I realize most abortions are not made based upon the knowledge of a chromosomal abnormality or the knowledge that the child’s life will be so severely compromised.  I know that.  But as the woman, the mother carrying the embryo – the fetus – the baby, I am the guardian of that life regardless of the stage of its development or the status of its health, or my health.  And it is up to the me, that mother, to determine the course each of our lives will take while I am pregnant – based on my own life experiences, beliefs and unique knowledge regarding the circumstances of my pregnancy.

How, in God’s name, is that a decision that should be made by anyone else – but me?  How, in God’s name, can anyone else impose their morality on my decision as the courier of that life?  How, in God’s name, can the government decree that a woman should be forced to bear a child – forced to – against her will?   How can anyone else be so arrogant as to assume that their judgment and life experiences are fit enough to determine what course my life, and the life of my unborn child, will or will not take?

How, in God’s name, can anyone use their God’s name to reach that decision for me?

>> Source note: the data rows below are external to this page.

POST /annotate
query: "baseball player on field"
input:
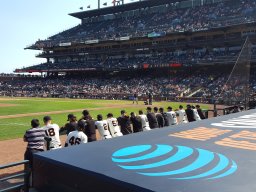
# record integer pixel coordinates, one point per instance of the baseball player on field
(102, 126)
(77, 137)
(52, 133)
(113, 126)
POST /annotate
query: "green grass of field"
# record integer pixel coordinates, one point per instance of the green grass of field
(16, 126)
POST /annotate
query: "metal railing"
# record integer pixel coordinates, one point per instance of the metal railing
(24, 174)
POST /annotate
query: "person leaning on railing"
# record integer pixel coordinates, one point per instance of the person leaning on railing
(35, 138)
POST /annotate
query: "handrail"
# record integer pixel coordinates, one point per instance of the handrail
(14, 164)
(24, 174)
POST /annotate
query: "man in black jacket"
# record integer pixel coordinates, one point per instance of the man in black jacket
(159, 117)
(71, 126)
(136, 123)
(89, 130)
(151, 118)
(166, 122)
(124, 123)
(190, 114)
(200, 112)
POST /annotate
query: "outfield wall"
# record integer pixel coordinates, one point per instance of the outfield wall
(216, 155)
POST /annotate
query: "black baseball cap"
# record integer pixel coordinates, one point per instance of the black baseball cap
(110, 115)
(71, 116)
(99, 117)
(85, 112)
(81, 124)
(47, 118)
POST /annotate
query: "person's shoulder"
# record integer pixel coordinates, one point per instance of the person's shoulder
(55, 126)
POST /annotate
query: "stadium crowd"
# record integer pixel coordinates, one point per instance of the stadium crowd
(168, 20)
(84, 130)
(186, 58)
(113, 88)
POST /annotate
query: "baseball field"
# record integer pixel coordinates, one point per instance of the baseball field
(16, 113)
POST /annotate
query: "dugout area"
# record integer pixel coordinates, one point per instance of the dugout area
(212, 155)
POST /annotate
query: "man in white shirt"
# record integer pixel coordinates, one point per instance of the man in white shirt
(171, 116)
(52, 133)
(102, 126)
(144, 121)
(182, 116)
(196, 115)
(113, 126)
(77, 137)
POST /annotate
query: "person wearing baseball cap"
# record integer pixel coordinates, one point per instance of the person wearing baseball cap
(52, 133)
(190, 113)
(90, 130)
(71, 126)
(124, 123)
(152, 118)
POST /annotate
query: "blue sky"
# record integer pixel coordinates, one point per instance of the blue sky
(23, 22)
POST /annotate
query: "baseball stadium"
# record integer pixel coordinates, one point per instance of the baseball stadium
(153, 95)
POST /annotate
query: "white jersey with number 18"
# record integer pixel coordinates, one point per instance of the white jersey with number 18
(172, 118)
(52, 132)
(76, 138)
(145, 123)
(113, 127)
(182, 116)
(196, 115)
(102, 126)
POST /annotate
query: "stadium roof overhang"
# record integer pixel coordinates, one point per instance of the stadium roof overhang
(121, 8)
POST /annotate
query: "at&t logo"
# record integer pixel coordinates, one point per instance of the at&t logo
(174, 162)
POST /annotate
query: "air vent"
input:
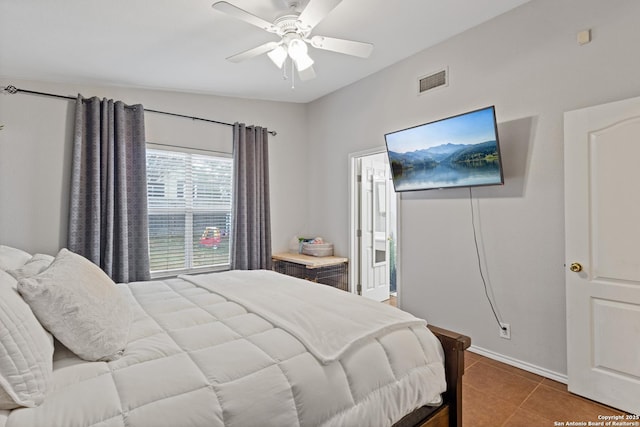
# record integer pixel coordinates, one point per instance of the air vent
(432, 81)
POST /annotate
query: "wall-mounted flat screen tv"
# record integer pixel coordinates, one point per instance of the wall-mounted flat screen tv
(459, 151)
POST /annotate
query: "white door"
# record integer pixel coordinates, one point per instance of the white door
(374, 226)
(602, 214)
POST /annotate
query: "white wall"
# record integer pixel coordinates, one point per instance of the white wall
(527, 63)
(35, 153)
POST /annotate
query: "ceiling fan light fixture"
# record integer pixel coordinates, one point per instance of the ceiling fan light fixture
(278, 56)
(298, 53)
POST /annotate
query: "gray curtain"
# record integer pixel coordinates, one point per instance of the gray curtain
(251, 242)
(108, 207)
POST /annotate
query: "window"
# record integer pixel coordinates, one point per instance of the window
(189, 211)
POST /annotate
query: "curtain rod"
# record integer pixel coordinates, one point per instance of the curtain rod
(12, 89)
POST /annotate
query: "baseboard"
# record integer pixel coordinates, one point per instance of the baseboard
(561, 378)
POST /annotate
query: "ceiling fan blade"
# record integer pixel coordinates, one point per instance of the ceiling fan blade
(307, 74)
(245, 16)
(316, 11)
(248, 54)
(348, 47)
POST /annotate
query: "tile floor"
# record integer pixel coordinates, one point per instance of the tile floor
(495, 394)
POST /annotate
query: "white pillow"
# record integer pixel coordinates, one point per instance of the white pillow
(26, 351)
(81, 306)
(37, 264)
(11, 258)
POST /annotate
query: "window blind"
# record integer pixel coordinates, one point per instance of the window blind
(189, 197)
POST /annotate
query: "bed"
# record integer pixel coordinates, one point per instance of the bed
(240, 348)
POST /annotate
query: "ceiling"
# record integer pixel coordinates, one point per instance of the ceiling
(182, 45)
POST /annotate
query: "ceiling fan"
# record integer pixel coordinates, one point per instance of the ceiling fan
(294, 29)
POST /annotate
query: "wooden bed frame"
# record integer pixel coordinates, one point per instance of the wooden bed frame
(449, 414)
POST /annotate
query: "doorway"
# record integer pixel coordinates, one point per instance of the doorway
(602, 205)
(373, 227)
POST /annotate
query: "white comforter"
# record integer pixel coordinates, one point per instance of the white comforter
(198, 356)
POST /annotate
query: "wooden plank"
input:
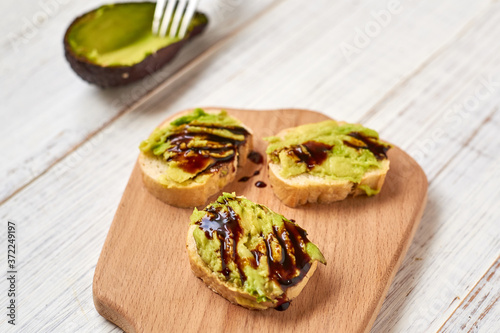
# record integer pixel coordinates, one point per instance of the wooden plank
(47, 109)
(65, 214)
(482, 302)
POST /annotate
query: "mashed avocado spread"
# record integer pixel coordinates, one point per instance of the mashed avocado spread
(328, 149)
(194, 145)
(252, 247)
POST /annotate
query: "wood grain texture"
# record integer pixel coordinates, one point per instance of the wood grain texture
(483, 301)
(70, 109)
(143, 280)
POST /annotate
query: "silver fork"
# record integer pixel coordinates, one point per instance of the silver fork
(164, 14)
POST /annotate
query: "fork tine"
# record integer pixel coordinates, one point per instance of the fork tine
(187, 17)
(160, 5)
(167, 18)
(181, 6)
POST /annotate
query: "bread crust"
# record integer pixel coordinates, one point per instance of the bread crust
(307, 188)
(230, 292)
(195, 193)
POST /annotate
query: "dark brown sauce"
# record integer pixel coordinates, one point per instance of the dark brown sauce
(287, 271)
(247, 178)
(229, 231)
(372, 144)
(311, 153)
(197, 159)
(255, 157)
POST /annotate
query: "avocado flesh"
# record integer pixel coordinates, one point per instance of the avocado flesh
(257, 223)
(343, 161)
(195, 122)
(120, 34)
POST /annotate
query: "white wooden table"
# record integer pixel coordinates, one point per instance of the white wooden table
(424, 73)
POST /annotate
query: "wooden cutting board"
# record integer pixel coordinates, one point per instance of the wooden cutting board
(143, 281)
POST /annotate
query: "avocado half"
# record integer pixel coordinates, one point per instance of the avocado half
(113, 45)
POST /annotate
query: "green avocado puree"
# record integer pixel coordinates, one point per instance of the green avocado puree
(257, 222)
(343, 162)
(120, 34)
(157, 144)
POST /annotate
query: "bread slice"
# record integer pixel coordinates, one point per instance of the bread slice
(195, 191)
(228, 289)
(309, 188)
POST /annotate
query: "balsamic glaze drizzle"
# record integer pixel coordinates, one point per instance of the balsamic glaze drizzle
(287, 270)
(198, 159)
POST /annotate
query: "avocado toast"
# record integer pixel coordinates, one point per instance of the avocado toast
(249, 254)
(185, 161)
(325, 162)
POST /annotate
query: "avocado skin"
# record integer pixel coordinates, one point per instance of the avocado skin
(114, 76)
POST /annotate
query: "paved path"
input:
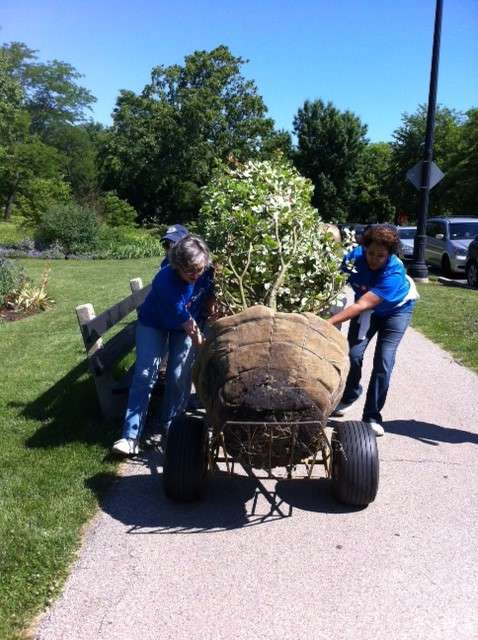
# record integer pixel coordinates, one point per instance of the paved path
(404, 568)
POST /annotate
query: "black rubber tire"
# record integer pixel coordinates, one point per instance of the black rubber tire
(472, 274)
(186, 459)
(355, 467)
(446, 266)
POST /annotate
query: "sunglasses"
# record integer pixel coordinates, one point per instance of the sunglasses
(193, 271)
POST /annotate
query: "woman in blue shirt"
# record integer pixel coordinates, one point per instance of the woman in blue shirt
(384, 302)
(165, 325)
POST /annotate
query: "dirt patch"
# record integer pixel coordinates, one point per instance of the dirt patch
(9, 315)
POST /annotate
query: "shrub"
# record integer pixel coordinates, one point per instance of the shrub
(39, 195)
(12, 277)
(270, 245)
(30, 297)
(124, 243)
(74, 227)
(117, 212)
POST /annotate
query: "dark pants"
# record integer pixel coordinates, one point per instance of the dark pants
(389, 332)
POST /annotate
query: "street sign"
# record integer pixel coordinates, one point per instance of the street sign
(414, 175)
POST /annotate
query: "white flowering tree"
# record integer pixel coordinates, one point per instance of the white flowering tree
(269, 244)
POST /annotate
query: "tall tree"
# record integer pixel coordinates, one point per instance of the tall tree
(407, 150)
(372, 201)
(52, 94)
(329, 145)
(39, 146)
(165, 141)
(463, 166)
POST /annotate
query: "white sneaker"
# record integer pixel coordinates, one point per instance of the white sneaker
(376, 428)
(125, 447)
(340, 410)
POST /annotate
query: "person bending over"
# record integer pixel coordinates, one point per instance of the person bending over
(384, 301)
(165, 325)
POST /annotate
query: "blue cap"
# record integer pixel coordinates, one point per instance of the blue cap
(175, 232)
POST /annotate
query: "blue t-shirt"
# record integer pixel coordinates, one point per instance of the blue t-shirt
(203, 288)
(389, 283)
(167, 304)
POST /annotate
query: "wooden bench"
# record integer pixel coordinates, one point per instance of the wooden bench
(102, 356)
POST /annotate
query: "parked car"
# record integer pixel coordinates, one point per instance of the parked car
(471, 266)
(447, 242)
(357, 228)
(407, 239)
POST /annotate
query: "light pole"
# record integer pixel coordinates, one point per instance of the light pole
(418, 269)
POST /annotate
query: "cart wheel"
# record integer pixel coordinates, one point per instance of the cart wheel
(186, 459)
(354, 463)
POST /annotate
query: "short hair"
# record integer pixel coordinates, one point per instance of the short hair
(383, 234)
(190, 252)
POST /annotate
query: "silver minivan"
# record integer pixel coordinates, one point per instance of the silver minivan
(447, 242)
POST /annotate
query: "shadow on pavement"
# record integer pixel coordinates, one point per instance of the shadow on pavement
(312, 495)
(231, 502)
(429, 433)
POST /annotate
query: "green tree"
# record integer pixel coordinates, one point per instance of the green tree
(166, 141)
(39, 146)
(372, 201)
(463, 166)
(270, 246)
(51, 89)
(329, 146)
(78, 154)
(407, 150)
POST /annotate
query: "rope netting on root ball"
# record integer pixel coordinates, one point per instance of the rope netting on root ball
(264, 366)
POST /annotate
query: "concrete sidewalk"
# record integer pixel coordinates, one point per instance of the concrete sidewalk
(405, 568)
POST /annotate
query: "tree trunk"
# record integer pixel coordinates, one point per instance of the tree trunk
(7, 212)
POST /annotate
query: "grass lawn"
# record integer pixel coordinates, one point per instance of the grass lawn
(449, 317)
(54, 443)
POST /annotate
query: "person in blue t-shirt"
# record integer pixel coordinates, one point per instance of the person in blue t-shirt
(165, 325)
(203, 301)
(384, 302)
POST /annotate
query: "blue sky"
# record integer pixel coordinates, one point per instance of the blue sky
(369, 56)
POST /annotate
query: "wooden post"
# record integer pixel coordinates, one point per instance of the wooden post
(136, 284)
(103, 383)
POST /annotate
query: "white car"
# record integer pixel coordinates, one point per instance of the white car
(447, 242)
(407, 239)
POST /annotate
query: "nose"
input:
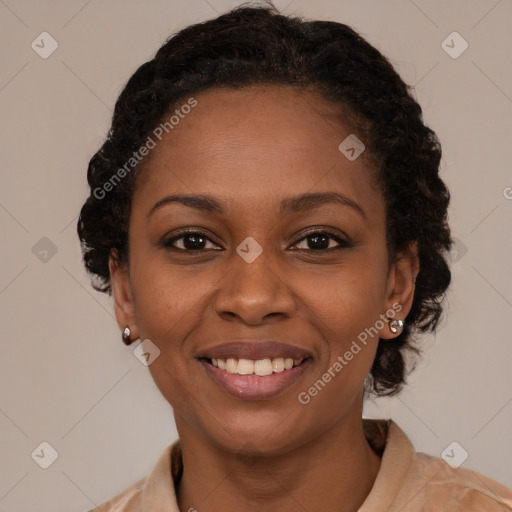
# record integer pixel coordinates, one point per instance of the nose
(254, 292)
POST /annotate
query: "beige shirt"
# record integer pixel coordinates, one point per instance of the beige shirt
(407, 481)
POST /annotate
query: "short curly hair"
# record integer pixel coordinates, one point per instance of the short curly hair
(254, 45)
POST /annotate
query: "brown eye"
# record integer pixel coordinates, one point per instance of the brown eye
(320, 241)
(189, 240)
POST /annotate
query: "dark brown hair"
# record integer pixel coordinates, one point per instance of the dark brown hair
(257, 45)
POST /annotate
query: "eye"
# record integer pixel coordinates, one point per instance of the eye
(189, 240)
(320, 241)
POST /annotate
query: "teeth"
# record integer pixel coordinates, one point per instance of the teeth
(261, 367)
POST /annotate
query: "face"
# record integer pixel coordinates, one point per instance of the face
(289, 249)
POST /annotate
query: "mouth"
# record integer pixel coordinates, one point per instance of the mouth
(260, 367)
(255, 371)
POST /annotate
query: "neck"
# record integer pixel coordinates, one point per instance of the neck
(335, 471)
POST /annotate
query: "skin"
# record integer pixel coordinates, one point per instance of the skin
(250, 149)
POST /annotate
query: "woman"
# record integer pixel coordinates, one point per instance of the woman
(268, 214)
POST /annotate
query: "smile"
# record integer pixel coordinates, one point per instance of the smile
(261, 367)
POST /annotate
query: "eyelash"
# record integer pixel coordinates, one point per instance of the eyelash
(343, 244)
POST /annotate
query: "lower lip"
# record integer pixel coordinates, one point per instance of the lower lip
(254, 387)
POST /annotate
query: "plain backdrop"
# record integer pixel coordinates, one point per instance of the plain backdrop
(68, 380)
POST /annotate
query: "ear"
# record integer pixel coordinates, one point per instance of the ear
(122, 291)
(400, 287)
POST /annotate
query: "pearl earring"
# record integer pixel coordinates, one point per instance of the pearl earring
(396, 325)
(126, 335)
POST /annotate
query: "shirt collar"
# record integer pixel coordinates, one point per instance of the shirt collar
(385, 437)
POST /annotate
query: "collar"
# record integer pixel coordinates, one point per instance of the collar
(384, 436)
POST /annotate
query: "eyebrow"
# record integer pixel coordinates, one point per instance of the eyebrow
(289, 205)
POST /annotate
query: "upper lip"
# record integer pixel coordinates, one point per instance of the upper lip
(254, 349)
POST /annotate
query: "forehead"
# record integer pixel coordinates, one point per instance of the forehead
(253, 143)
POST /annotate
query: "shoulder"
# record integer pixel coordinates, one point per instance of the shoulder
(410, 481)
(433, 481)
(126, 501)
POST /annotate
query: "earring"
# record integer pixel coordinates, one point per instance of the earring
(396, 325)
(126, 336)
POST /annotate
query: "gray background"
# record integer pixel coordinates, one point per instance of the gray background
(66, 377)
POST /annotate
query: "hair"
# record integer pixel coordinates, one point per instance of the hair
(254, 46)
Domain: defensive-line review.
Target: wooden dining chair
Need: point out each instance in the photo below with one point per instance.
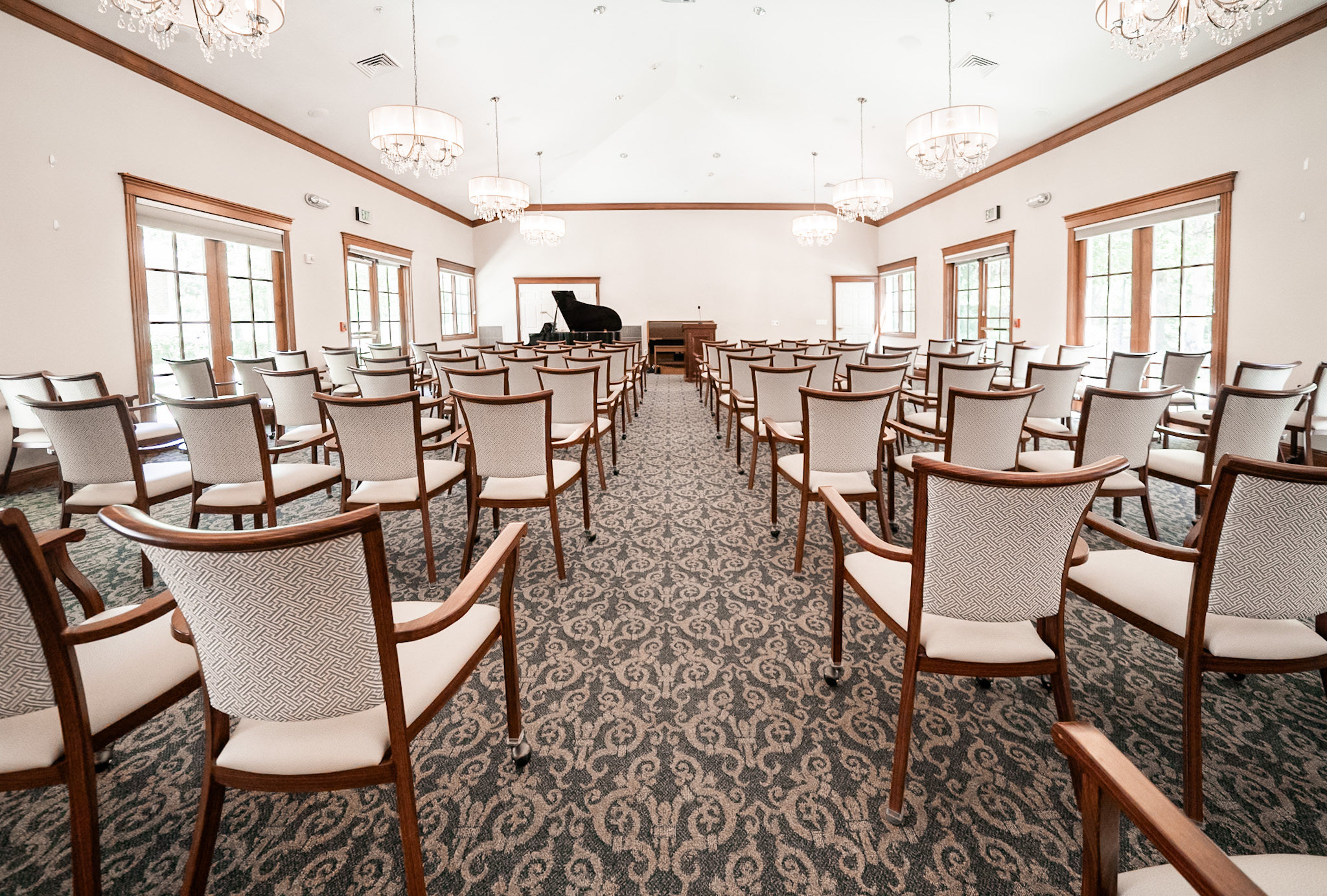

With “choice” there is no mandate.  There is only a woman, her unborn child, and the countless agonizing scenarios – mine just being one example – in which that mother must decide what is right for herself and for her baby.   The only deciding factors for that mother are between her and her God, between her and her morals and between her and what she values.  There is no one better fit to make that decision than her – regardless of age, income, color or religion.  No one.

If a staunchly conservative majority sits at the bench of the Supreme Court it is very likely they will overturn Roe v Wade – and will single-handedly take away my right, or the right of someone you know and love – to make a…choice.

How in God’s name can you get any bigger, more intrusive government than that?